Lesson 5 using embedding in RAG

Deepti_Prasad · August 10, 2024, 11:03am

I ran down the question-answer model, here is what seemed a bit misleading or more correlative answer

My input

answers = [
“What are the colors in a rainbow?”,
“There are seven colors in rainbow.”,
“Violet-Indigo-Blue-Green-Yellow-Orange-Red are rainbow colors”,
“Indian flag has orange, white and green color”,
“White color signifies peace”
]

question = ‘What are the colors in a rainbow?’

The output I got
[0.4508, 0.4945, 0.4285, 0.416, 0.3439]
Question = What are the colors in a rainbow?
Best answer = There are seven colors in rainbow.

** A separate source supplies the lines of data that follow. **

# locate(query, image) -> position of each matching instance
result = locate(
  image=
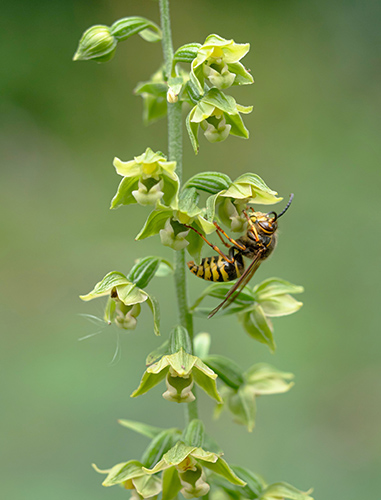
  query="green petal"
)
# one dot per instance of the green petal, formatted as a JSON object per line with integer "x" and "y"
{"x": 206, "y": 379}
{"x": 104, "y": 287}
{"x": 150, "y": 380}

The question stated what are the colors in rainbow and yet the best answer comes number of colors in a rainbow?

is the model more relating the embedding only with colors and rainbow?? words and subwords? why didn’t the model consider the start word or I should say meaning of the whole question?

Regards
DP

Nevermnd · August 10, 2024, 11:42am

@Deepti_Prasad,

I have not taken this class, but I thought, what Deepti is producing a question by herself !?!

Unfortunately I cannot answer it, yet your contributions are always appreciated.

*I feel anyone that can answer her question should consider it a serious, not ‘trivial’ request.

ofermend · August 11, 2024, 4:14pm

Hi @Deepti_Prasad
Is this using the facebook_DPR embedding model?
I just ran this example and I get a different set of scores ([0.6339, 0.7427, 0.6784, 0.5929, 0.4869]). Nevertheless, the best answer is “There are seven colors in rainbow”, so let me address that anyways: embedding models are not perfect and they really depend on the dataset they were trained on. It’s difficult to say why exactly this happened without having visibility into DPR and its training data + training process. In this case the two answers that discuss “colors in a rainbow” are first, second and third and as you can see they all have relatively high scores (0.63 - 0.74 in my run), and the other answers are lower. If the response to “there are seven colors in the rainbow” would get a really high score like 0.95 I would be surprised.

Deepti_Prasad · August 11, 2024, 4:27pm

I cannot confirm this, but it is from lesson 5, I have short-term memory even if I did this assignment yesterday

But as you stated you too got the same best answer as I got, can the reason be because of the priority of sentence used “There are seven colors in a rainbow” being mentioned first?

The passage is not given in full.